Organizational Context

Organizational context is another communication variable that influences the content and presentation of both internal and external communications. Organizations—or any group of people working together—may be flat or hierarchical in structure; informal or formal in image; and small, medium, or large in size.  All of these characteristics make up the organizational context which, in turn, influences communication expectations and your communication choices for both internal and external communications.

Internal Communications

Consider how your group or organization functions internally in terms of sanctioned communication. A flat organization is one in which communication among all participants is encouraged.  Employees at all levels have relatively equal communication access to each other as well as to the person in charge.  A hierarchical organization has more specific reporting and communication structures, in which employees may have defined avenues of communication.  Some businesses have other types of structures.  For example, according to Sam Ashe-Edmunds in an article in Chron, some businesses  “use a matrix structure, which creates project groups who share multiple department managers, requiring more multi-tasking and careful coordination of communications on the part of top management….The more employees a business has, the more ways communications occur, not just in terms of what methods people use but also where and how they send messages.”[1]

Also consider the level of formality in your group or organization, which often depends on its size. Does communication occur mostly through planned channels such as emails, standardized formats, and/or structured meetings?  Are there often impromptu discussions or casual meetings?  Are employees encouraged to drop by others’ locations as needed, or are appointments required? Are all or only some members of the group or organization on a first name basis?  Do all, or only some, members of the group or organization have relatively equal access to managers and leaders?

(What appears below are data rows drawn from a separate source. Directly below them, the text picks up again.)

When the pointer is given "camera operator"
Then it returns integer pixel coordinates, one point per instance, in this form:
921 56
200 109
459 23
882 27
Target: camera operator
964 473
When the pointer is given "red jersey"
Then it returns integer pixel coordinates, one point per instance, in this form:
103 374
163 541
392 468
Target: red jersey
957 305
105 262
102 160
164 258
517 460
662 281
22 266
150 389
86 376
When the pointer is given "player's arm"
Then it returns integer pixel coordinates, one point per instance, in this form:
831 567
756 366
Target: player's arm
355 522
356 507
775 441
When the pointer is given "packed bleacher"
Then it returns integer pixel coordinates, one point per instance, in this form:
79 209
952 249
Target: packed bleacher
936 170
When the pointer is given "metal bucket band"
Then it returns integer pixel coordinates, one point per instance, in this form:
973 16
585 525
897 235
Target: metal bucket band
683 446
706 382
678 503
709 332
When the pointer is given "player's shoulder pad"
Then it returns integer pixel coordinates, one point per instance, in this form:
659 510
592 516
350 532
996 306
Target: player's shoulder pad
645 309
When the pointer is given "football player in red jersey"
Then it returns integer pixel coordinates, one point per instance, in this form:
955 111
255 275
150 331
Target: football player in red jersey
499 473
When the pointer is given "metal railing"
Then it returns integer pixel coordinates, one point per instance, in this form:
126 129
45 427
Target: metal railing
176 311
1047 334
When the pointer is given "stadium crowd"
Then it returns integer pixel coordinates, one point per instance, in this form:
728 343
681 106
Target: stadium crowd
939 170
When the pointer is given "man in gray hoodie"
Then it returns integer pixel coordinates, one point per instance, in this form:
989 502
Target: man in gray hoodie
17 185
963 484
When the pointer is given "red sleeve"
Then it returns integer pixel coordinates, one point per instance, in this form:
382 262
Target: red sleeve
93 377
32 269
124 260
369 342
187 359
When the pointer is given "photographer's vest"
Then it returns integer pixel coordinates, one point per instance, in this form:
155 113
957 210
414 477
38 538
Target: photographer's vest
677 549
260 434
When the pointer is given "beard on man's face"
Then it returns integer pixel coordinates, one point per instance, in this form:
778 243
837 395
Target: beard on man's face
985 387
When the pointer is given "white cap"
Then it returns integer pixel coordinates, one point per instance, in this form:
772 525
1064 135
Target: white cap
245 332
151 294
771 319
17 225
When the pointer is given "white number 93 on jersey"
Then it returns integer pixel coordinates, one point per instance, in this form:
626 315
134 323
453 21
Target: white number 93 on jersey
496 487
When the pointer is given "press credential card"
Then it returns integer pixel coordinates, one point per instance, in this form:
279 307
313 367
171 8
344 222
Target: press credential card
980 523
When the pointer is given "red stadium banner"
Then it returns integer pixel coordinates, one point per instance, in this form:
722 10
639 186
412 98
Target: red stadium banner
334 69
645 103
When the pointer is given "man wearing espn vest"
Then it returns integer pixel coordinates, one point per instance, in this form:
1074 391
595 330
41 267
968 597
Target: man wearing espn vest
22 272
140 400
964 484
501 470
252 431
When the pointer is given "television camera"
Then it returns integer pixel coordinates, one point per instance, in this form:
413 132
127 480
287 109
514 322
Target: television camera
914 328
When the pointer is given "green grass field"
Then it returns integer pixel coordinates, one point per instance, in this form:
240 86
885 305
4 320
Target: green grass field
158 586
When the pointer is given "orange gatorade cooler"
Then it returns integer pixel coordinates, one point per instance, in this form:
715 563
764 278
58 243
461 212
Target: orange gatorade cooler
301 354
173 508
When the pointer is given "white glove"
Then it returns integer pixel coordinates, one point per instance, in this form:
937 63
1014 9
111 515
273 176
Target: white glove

As you consider how sanctioned communication functions internally in your group or organization, also ask yourself about unsanctioned, or grapevine communication.  According to Bovee and Thill, grapevine communication “encompasses all communication that occurs outside the formal network.  Some of this informal communication takes place naturally as a result of employee interaction on the job and in social settings, and some of it takes place when the formal network doesn’t provide information that employees want.”[2] It’s important to consider grapevine communications so you can try to clarify formal communications, to lessen the chances of message distortion via the grapevine.

The following video is relatively lengthy, but offers good insight into internal organizational contexts, explaining aspects you need to consider as a communicator.  Note that it starts with a preview of cultural contexts, which you’ll also read about in this text.


External Communications

Understanding organizational context for internal communications will help you more effectively manipulate communication variables in external communications, if you are tasked with creating those communications. If the organization is relatively formal, then formality should be characteristic of external communication, using titles, spelling out words instead of using contractions, and using standard communication formats.  If the organization is relatively informal, then you may want to use recipients’ first names, less formal wording, and/or creative formats.  External communication always should reflect the professional image that the group or organization wants to project.  If in doubt, err on the side of formality.

You may want to read an interesting, short article from Forbes magazine that deals with some aspects of internal and external communications: Four Corporate Communications Best Practices to Learn from GE.

[1] Ashe-Edmunds, Sam. “The Structure & Lines of Communication in an Organization.” Small Business –, 25 January 2019.

[2]Bovee, Courtland and John Thill. Business Communication Today. 13th ed. Boston: Pearson, 2016, pg. 9.